Inverse correlation between efficiency of singlet oxygen production and rate constant for oxygen quenching in the S1 state of anthracene derivatives

Abstract

The quantum yield of singlet oxygen (¹Δ_g) production (Φ_Δ) in the quenching by oxygen of photoexcited anthracene derivatives was measured with a time-resolved thermal lensing (TRTL), and the efficiency of singlet oxygen production (f^S_Δ) in the quenching of the lowest excited singlet state (S₁) was estimated in several solvents. In methylcyclohexane, f^S_Δ was approximately zero for anthracene and its derivatives possessing electron-donating groups of methyl and methoxy, and their rate constants of oxygen quenching (k^S_q = (26–31) × 10⁹ M⁻¹ s⁻¹) are nearly in a diffusion-controlled limit. On the other hand, values of f^S_Δ for 9-cyanoanthracene (CNA) and 9,10-dichloroanthracene (DCLA) possessing electron-withdrawing groups were 0.42 and 0.45, respectively, and values of k^S_q were (9.0 and 11) × 10⁹ M⁻¹ s⁻¹, respectively, which are definitely smaller than the diffusion-controlled rate constant.

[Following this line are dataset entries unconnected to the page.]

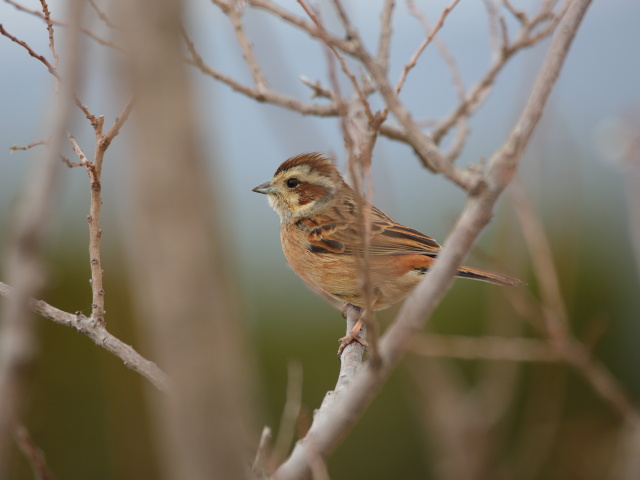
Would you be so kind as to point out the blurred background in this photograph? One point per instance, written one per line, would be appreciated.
(88, 412)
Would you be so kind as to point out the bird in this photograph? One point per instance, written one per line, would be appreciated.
(321, 231)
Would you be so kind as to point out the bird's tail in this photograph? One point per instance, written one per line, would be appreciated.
(484, 276)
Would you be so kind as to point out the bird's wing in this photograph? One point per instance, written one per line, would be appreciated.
(328, 235)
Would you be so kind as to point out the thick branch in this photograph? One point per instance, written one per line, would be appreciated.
(99, 334)
(337, 419)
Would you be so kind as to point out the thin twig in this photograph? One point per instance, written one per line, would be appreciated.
(17, 148)
(343, 64)
(263, 453)
(333, 421)
(102, 15)
(58, 23)
(414, 58)
(52, 46)
(262, 95)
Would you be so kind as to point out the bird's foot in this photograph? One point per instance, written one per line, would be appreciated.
(352, 337)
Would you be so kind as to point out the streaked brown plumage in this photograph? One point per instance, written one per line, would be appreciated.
(320, 236)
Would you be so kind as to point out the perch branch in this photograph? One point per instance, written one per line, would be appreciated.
(334, 420)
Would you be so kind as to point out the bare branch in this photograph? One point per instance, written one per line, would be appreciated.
(99, 334)
(25, 268)
(310, 28)
(384, 43)
(17, 148)
(101, 15)
(333, 421)
(480, 91)
(262, 95)
(414, 58)
(343, 64)
(58, 23)
(47, 19)
(234, 12)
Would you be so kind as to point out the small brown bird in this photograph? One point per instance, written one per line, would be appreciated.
(320, 232)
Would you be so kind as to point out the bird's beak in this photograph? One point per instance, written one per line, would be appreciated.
(264, 188)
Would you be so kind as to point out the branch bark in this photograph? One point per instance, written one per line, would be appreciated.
(334, 421)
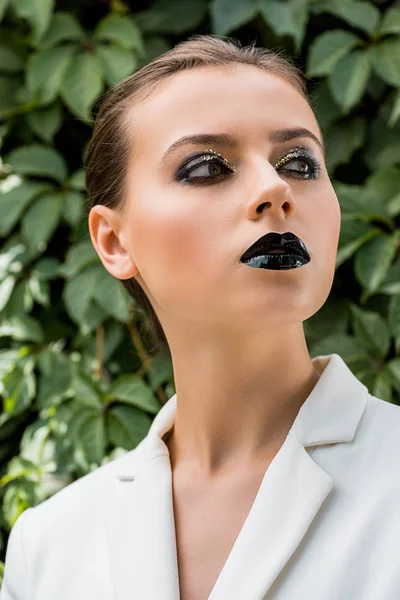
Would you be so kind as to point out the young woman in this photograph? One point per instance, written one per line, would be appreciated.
(268, 475)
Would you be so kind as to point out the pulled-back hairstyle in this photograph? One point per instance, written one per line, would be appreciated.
(109, 148)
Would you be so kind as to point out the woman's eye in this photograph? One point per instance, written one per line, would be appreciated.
(307, 168)
(203, 170)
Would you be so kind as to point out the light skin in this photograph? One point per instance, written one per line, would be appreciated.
(241, 365)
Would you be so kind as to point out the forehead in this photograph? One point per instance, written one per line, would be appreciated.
(242, 99)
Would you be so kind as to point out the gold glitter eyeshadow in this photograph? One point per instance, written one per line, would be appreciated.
(213, 152)
(289, 156)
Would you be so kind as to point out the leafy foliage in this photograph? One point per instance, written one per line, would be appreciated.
(77, 383)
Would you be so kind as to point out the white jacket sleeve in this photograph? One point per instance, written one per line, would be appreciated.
(15, 580)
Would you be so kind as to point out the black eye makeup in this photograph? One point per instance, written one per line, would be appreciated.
(211, 166)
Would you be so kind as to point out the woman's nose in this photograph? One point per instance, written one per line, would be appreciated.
(271, 194)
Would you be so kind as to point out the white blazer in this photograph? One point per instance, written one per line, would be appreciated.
(325, 524)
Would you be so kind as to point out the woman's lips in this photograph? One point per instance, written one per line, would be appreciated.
(277, 251)
(277, 261)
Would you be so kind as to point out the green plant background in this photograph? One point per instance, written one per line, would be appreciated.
(79, 381)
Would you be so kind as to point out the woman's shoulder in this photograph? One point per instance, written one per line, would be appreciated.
(87, 496)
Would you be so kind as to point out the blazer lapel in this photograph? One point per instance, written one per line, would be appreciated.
(140, 522)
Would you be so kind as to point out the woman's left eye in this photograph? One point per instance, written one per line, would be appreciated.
(308, 168)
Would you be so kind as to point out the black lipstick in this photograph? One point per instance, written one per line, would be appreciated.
(277, 251)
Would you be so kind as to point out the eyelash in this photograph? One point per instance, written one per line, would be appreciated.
(297, 153)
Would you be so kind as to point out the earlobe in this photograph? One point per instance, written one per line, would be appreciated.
(106, 235)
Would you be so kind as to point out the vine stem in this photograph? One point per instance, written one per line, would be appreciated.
(144, 358)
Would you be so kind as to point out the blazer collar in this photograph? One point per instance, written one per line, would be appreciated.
(140, 520)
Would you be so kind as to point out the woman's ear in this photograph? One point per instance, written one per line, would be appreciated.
(106, 233)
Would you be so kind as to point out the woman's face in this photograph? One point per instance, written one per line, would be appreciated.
(186, 227)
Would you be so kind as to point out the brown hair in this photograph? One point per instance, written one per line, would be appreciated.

The values of f^S_Δ for CNA and DCLA depended significantly on the solvent, and these values were 0.50, 0.46, 0.45, 0.16 and 0.03 ∼ 0.18 for CNA and 0.68, 0.54, 0.56, 0.12 and 0.23 for DCLA in hexane, dodecane, cyclohexane, benzene and acetonitrile, respectively. The corresponding values of k^S_q (M⁻¹ s⁻¹) are (7.7, 8.3, 8.6, 12 and 15) × 10⁹ for CNA and (13, 13, 11, 21, 31) × 10⁹ for DCLA, respectively. These results on the solvent effect indicate the decrease of f^S_Δ and the increase of k^S_q in benzene and acetonitrile when compared to those values in nonpolar solvents except benzene. The results obtained from both substituent and solvent effects represent the inverse correlation between f^S_Δ and k^S_q, suggesting the involvement of charge transfer interaction in the oxygen quenching.